Monday, Jul. 27, 1942
Jesuit Editor
The Jesuit weekly America, most influential Catholic publication in the U.S., last week called one of the most brilliant minds among U.S. Catholics to be its executive editor. He is the Rev. John LaFarge, S.J.
House of Artists. Tall, stooped, soft-spoken Father LaFarge is the Jesuit member of the famed artistic and literary LaFarge family. Painter John was his father. Architect Christopher Grant his brother, Novelist Oliver (Laughing Boy) his nephew. Father LaFarge decided to enter the priesthood after graduating from Harvard in 1901, went to Canisianum, the cosmopolitan Innsbruck seminary, now closed by Hitler, whose graduates Father LaFarge calls "the great bulwark against Naziism throughout eastern Europe."
Following his ordination in 1905, Father LaFarge became that rarity among Jesuits: a man admitted to the order as a priest, instead of first having to undergo the customary 14-year Jesuit training before being ordained. Like many another Jesuit, he is affable, witty, looks younger than his 62 years. He has been at Campion House, headquarters of America, since 1926.
House of Writers. Campion House, in upper Manhattan, is the only Jesuit "House of Writers" in the U.S. Houses of Writers are small but select communities to which Jesuit priests who have special talent as writers are assigned, to produce such literature as the time and country seem to require. Besides America, the Jesuit fathers at Campion House publish three other magazines, many a book and pamphlet.
Under Father LaFarge's editorial guidance, America will continue much as before, but may stress his own special interests a trifle more. Even for a Jesuit, these are remarkably varied. Two of them, rural life and the Negro, grew out of a pastorate in Maryland, where he was sent for his health.

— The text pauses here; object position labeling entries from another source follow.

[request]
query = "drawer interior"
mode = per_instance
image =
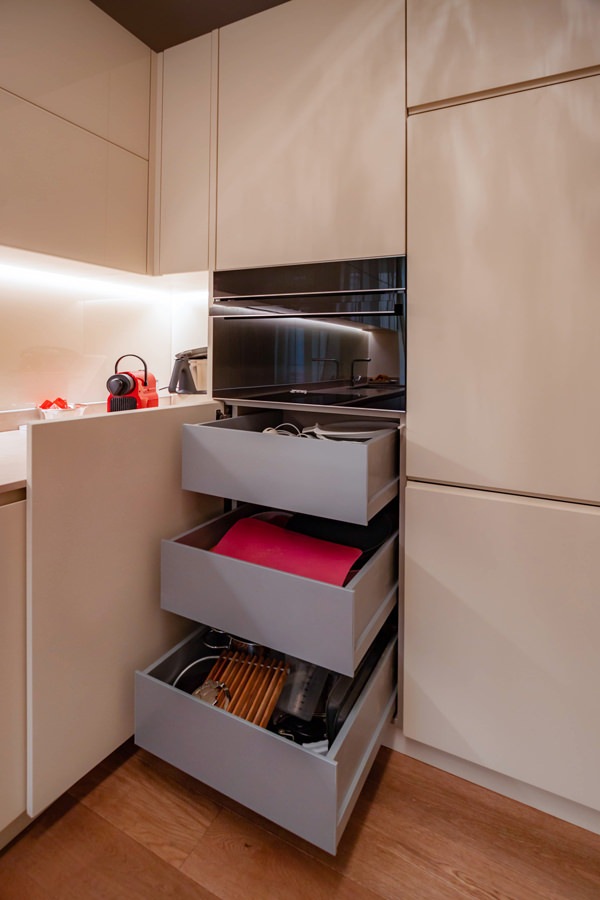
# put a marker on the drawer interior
(308, 792)
(329, 624)
(245, 458)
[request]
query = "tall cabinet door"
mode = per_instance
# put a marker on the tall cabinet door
(311, 133)
(475, 45)
(503, 319)
(502, 626)
(185, 157)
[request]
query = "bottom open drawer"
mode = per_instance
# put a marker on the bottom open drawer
(308, 794)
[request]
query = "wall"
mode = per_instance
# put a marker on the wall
(64, 324)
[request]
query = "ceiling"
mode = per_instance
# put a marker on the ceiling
(165, 23)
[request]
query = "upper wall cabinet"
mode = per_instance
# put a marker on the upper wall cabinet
(70, 58)
(463, 46)
(67, 192)
(185, 157)
(311, 134)
(503, 318)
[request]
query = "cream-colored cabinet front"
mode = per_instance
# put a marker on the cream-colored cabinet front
(70, 58)
(311, 134)
(502, 631)
(465, 46)
(12, 662)
(503, 318)
(69, 193)
(185, 157)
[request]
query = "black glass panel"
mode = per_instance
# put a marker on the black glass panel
(345, 275)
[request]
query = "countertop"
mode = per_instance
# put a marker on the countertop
(13, 442)
(13, 460)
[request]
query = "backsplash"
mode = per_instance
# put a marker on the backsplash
(64, 325)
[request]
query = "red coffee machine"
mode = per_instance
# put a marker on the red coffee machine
(131, 390)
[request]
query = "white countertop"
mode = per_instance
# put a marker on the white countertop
(13, 443)
(13, 460)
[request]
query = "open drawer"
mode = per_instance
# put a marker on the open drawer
(309, 794)
(321, 623)
(337, 479)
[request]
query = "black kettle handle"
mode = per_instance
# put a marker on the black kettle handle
(135, 357)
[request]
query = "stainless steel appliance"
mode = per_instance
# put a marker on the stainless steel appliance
(189, 372)
(325, 334)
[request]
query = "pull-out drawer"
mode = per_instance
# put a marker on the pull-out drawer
(322, 623)
(309, 794)
(337, 479)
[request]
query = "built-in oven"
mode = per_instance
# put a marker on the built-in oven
(326, 334)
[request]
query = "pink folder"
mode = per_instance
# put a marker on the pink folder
(256, 541)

A polylinguist who reads Russian, Slovenian, Bulgarian, Polish, Czech and Slovak with equal facility, Father LaFarge is a U.S. authority on things Slavic. As befits a LaFarge, he helped to found and is now chaplain of the Liturgical Arts Society, the liaison body between Catholic craftsmen and their church. He also acts as religious adviser to a successful soap opera: General Mills' Bible-based Light of the World.